FRUSTRATION BUILDS OVER DRUG TESTING DELAYS AT LGC LAB
Oct 13, 2014 20:28:55 GMT -5
Post by Evelyn on Oct 13, 2014 20:28:55 GMT -5
They should definitely lose their accredidation.
FRUSTRATION BUILDS OVER DRUG TESTING DELAYS AT LGC LAB
by Ray Paulick
The two investigators for the Indiana Horse Racing Commission weren’t making a courtesy call last Thursday when they drove from Indianapolis to the LGC Science equine drug testing laboratory in Lexington, Ky.
They came to confiscate dozens of post-race samples for which LGC personnel had failed to conduct confirmatory drug screening after weeks and months of delays, then, apparently under orders from LGC management, had refused to send to another lab for testing, even after pledging to Indiana Horse Racing Commission officials they would do so.

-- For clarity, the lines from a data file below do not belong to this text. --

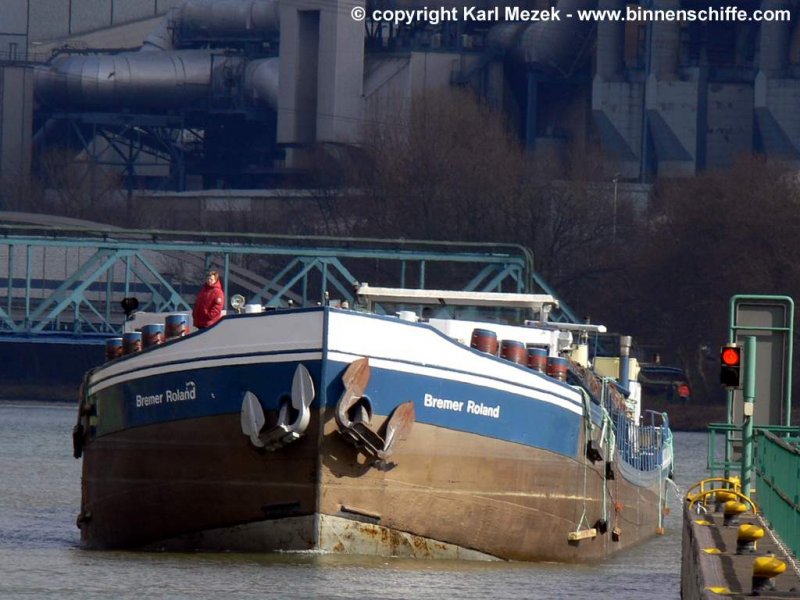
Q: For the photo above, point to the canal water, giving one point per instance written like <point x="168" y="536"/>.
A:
<point x="40" y="557"/>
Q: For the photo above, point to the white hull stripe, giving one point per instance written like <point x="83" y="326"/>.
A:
<point x="462" y="377"/>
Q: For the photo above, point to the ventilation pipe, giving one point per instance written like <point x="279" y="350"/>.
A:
<point x="774" y="55"/>
<point x="610" y="43"/>
<point x="625" y="342"/>
<point x="546" y="45"/>
<point x="666" y="39"/>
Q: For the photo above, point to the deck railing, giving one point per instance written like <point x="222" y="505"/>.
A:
<point x="643" y="445"/>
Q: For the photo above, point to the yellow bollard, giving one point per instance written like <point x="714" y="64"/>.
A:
<point x="746" y="538"/>
<point x="765" y="569"/>
<point x="732" y="511"/>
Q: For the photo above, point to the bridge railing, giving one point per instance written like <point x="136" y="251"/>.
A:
<point x="777" y="468"/>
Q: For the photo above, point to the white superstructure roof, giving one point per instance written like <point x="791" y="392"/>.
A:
<point x="456" y="298"/>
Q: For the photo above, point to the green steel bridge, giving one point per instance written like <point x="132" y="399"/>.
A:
<point x="68" y="281"/>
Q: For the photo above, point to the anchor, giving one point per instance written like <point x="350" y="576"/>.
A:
<point x="284" y="432"/>
<point x="354" y="415"/>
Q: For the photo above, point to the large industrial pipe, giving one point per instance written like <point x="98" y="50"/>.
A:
<point x="162" y="78"/>
<point x="146" y="81"/>
<point x="206" y="20"/>
<point x="546" y="45"/>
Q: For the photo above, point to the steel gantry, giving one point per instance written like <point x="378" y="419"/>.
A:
<point x="70" y="281"/>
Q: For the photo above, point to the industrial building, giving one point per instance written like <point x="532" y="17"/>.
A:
<point x="207" y="94"/>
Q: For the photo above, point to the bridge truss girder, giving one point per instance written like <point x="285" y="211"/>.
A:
<point x="71" y="282"/>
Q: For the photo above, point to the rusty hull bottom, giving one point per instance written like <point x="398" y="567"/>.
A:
<point x="337" y="535"/>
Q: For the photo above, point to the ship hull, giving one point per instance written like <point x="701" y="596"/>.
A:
<point x="512" y="482"/>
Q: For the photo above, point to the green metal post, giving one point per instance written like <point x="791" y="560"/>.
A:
<point x="749" y="389"/>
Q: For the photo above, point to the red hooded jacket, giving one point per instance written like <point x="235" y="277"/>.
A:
<point x="208" y="305"/>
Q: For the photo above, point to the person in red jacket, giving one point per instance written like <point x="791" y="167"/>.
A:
<point x="209" y="303"/>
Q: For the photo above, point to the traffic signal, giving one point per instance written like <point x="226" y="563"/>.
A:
<point x="730" y="365"/>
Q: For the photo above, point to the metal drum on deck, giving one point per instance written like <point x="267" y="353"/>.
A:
<point x="113" y="348"/>
<point x="484" y="340"/>
<point x="557" y="367"/>
<point x="537" y="359"/>
<point x="176" y="326"/>
<point x="131" y="342"/>
<point x="514" y="351"/>
<point x="152" y="335"/>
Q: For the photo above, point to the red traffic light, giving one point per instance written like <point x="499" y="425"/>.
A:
<point x="731" y="356"/>
<point x="730" y="366"/>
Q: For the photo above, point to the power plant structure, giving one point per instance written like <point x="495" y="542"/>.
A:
<point x="203" y="94"/>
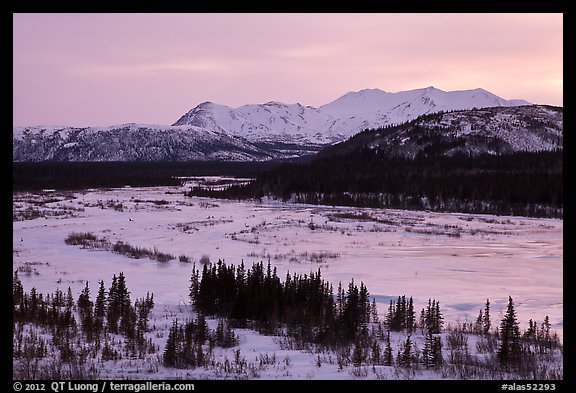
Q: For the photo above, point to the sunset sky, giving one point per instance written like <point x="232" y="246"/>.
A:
<point x="107" y="69"/>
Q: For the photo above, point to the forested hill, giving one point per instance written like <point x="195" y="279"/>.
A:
<point x="497" y="130"/>
<point x="523" y="183"/>
<point x="501" y="160"/>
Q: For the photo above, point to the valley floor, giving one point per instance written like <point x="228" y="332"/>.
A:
<point x="458" y="259"/>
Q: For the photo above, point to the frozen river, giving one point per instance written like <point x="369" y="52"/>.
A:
<point x="458" y="259"/>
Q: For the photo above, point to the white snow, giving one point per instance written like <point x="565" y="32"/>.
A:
<point x="458" y="259"/>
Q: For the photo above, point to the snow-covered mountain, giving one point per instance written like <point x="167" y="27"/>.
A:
<point x="494" y="130"/>
<point x="131" y="142"/>
<point x="338" y="120"/>
<point x="247" y="133"/>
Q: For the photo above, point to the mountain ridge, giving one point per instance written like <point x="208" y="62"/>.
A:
<point x="339" y="119"/>
<point x="251" y="132"/>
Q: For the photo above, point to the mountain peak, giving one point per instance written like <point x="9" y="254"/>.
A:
<point x="347" y="115"/>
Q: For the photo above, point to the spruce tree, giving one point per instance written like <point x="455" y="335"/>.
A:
<point x="509" y="350"/>
<point x="486" y="318"/>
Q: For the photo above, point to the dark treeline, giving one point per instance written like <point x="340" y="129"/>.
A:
<point x="305" y="304"/>
<point x="525" y="184"/>
<point x="80" y="175"/>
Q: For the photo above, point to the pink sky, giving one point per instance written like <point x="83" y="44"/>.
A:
<point x="106" y="69"/>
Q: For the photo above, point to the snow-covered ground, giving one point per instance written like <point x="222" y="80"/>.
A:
<point x="458" y="259"/>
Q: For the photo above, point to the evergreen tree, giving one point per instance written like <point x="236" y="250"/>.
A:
<point x="357" y="355"/>
<point x="17" y="289"/>
<point x="410" y="316"/>
<point x="100" y="305"/>
<point x="479" y="325"/>
<point x="376" y="355"/>
<point x="486" y="318"/>
<point x="405" y="357"/>
<point x="112" y="309"/>
<point x="86" y="313"/>
<point x="509" y="350"/>
<point x="170" y="357"/>
<point x="388" y="357"/>
<point x="432" y="351"/>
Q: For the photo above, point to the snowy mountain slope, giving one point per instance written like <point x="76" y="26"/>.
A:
<point x="492" y="130"/>
<point x="131" y="142"/>
<point x="338" y="120"/>
<point x="250" y="132"/>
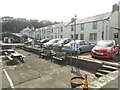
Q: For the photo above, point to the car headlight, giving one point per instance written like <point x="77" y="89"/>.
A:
<point x="109" y="50"/>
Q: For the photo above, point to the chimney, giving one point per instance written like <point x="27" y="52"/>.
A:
<point x="115" y="8"/>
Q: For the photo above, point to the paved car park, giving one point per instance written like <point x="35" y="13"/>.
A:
<point x="41" y="73"/>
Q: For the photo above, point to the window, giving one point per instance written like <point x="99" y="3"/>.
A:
<point x="61" y="29"/>
<point x="102" y="35"/>
<point x="81" y="36"/>
<point x="44" y="31"/>
<point x="52" y="31"/>
<point x="115" y="35"/>
<point x="61" y="36"/>
<point x="82" y="26"/>
<point x="51" y="37"/>
<point x="71" y="36"/>
<point x="82" y="43"/>
<point x="71" y="27"/>
<point x="93" y="36"/>
<point x="95" y="25"/>
<point x="86" y="43"/>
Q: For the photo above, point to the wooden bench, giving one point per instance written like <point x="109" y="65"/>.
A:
<point x="10" y="58"/>
<point x="60" y="56"/>
<point x="46" y="53"/>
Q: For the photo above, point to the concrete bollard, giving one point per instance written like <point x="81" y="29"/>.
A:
<point x="85" y="83"/>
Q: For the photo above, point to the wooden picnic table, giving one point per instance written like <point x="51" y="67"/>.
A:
<point x="17" y="56"/>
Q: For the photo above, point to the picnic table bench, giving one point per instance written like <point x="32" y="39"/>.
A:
<point x="46" y="53"/>
<point x="60" y="56"/>
<point x="16" y="56"/>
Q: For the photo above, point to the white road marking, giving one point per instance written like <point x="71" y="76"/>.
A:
<point x="9" y="79"/>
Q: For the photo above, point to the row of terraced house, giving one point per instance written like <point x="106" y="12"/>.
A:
<point x="95" y="28"/>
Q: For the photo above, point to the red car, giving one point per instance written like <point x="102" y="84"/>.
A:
<point x="105" y="49"/>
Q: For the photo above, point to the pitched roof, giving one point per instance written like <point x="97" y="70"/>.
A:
<point x="94" y="18"/>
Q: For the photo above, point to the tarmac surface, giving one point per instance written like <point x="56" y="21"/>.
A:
<point x="41" y="73"/>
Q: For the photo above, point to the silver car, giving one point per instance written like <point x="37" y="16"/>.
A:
<point x="83" y="46"/>
<point x="50" y="43"/>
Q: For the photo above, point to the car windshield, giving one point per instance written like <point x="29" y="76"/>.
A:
<point x="105" y="43"/>
<point x="61" y="41"/>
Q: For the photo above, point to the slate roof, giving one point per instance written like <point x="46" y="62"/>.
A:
<point x="94" y="18"/>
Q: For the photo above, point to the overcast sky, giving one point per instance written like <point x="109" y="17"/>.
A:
<point x="54" y="10"/>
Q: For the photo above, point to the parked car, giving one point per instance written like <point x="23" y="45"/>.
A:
<point x="105" y="49"/>
<point x="83" y="46"/>
<point x="59" y="44"/>
<point x="41" y="42"/>
<point x="49" y="44"/>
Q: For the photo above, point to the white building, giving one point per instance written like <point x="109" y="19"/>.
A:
<point x="25" y="31"/>
<point x="93" y="29"/>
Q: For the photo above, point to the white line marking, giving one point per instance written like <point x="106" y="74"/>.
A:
<point x="9" y="79"/>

Regulators in Indiana aren’t alone in their mounting frustration with LGC, a British-owned lab that launched to great fanfare in December 2010 when it was known as HFL Sport Science (that company, with a long history in equine drug testing and also based in England, was sold to LGC shortly thereafter). Kentucky Gov. Steve Beshear spoke at the grand opening of the HFL Sport Science lab, hailing the creation of 48 new jobs and a $4 million investment at their Lexington facility.
“HFL is establishing a world-class bioanalytical laboratory to deliver doping control and associated research for horseracing in Kentucky and nationwide,” Beshear said.
The Kentucky Horse Racing Commission had already committed to moving its drug testing from the Florida Racing Laboratory at the University of Florida College of Veterinary
HFL was one of the first of two labs to receive accreditation from the Racing Medication and Testing Consortium. Its growing reputation, affiliation with the laboratory that performs testing for the British Horseracing Authority, and its state-of-the-art instrumentation helped attract new business. Maine, Virginia, Puerto Rico, and Trinidad and Tobago contracted with HFL (whose name was changed to LGC earlier this year). In 2014, the Delaware Thoroughbred Racing Commission signed a four-year contract with LGC, and the Indiana Horse Racing Commission signed a two-year deal with the lab.
The additional work – combined with new medication rules that require more specific testing for concentrations of permitted therapeutics drugs and that have forced trainers and veterinarians to change their pre-race treatment protocols – led to a backlog in testing samples at LGC.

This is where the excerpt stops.